To find the body’s limiting velocity, ${\lim }_t\to \infty v\left(t\right)$ .

Answer to Problem 58E

  $\sqrt{\frac{mg}{k}}$ is the body’s limiting velocity.

Explanation of Solution

Given Information: : If a body of mass m falling from rest under the action of gravity encounters an air resistance proportional to the square of the velocity, then the body velocity v(t) is modelled by the initial value problem.

Differential equation: $m\frac{dv}{dt}=mg-k{v}^2$ .

Initial condition: $v\left(0\right)=0$ ,

Calculation:

As per the given problem,

  $\begin{array}{l}\underset{t\to \infty }{\lim }v\left(t\right)=\sqrt{\frac{mg}{k}}\frac{e^{a\times \infty }-e^{-a\times \infty }}{e^{a\times \infty }+e^{-a\times \infty }}\\ =\sqrt{\frac{mg}{k}}\frac{e^{a\times \infty }}{e^{a\times \infty }}\\ =\sqrt{\frac{mg}{k}}\end{array}$

Hence, $\sqrt{\frac{mg}{k}}$ is the body’s limiting velocity.

c.

To determine

To find the driver’s limiting velocity in feet per second?
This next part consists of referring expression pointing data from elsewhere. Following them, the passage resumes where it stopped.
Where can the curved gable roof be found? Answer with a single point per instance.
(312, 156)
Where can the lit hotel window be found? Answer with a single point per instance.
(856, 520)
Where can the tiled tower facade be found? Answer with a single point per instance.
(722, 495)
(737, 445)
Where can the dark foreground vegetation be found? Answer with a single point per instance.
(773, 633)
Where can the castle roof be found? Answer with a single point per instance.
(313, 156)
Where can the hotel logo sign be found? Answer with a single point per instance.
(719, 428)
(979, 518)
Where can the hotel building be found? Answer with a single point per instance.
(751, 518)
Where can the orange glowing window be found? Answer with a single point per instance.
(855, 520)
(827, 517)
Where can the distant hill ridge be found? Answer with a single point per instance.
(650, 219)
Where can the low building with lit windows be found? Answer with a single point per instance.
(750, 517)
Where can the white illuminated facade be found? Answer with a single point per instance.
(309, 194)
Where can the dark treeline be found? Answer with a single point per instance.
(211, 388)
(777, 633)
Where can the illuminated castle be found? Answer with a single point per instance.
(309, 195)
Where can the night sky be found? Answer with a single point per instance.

In miles per hours.

Answer to Problem 58E

The driver’s limiting velocity is 178.9 feet per second and 122 miles per hours.

Explanation of Solution

Given Information: If a body of mass m falling from rest under the action of gravity encounters an air resistance proportional to the square of the velocity, then the body velocity v(t) is modelled by the initial value problem.

Differential equation: $m\frac{dv}{dt}=mg-k{v}^2$ .

Initial condition: $v\left(0\right)=0$ ,

For a 160-lb skydiver (mg=160), and with time in seconds and distance in feet, a typical value for k is 0.005.

Calculation:

As per the given problem,

  $\sqrt{\frac{mg}{k}}=178.9$

178.9 feet per second.

122 miles per hours.

The driver’s limiting velocity is 178.9 feet per second and 122 miles per hours.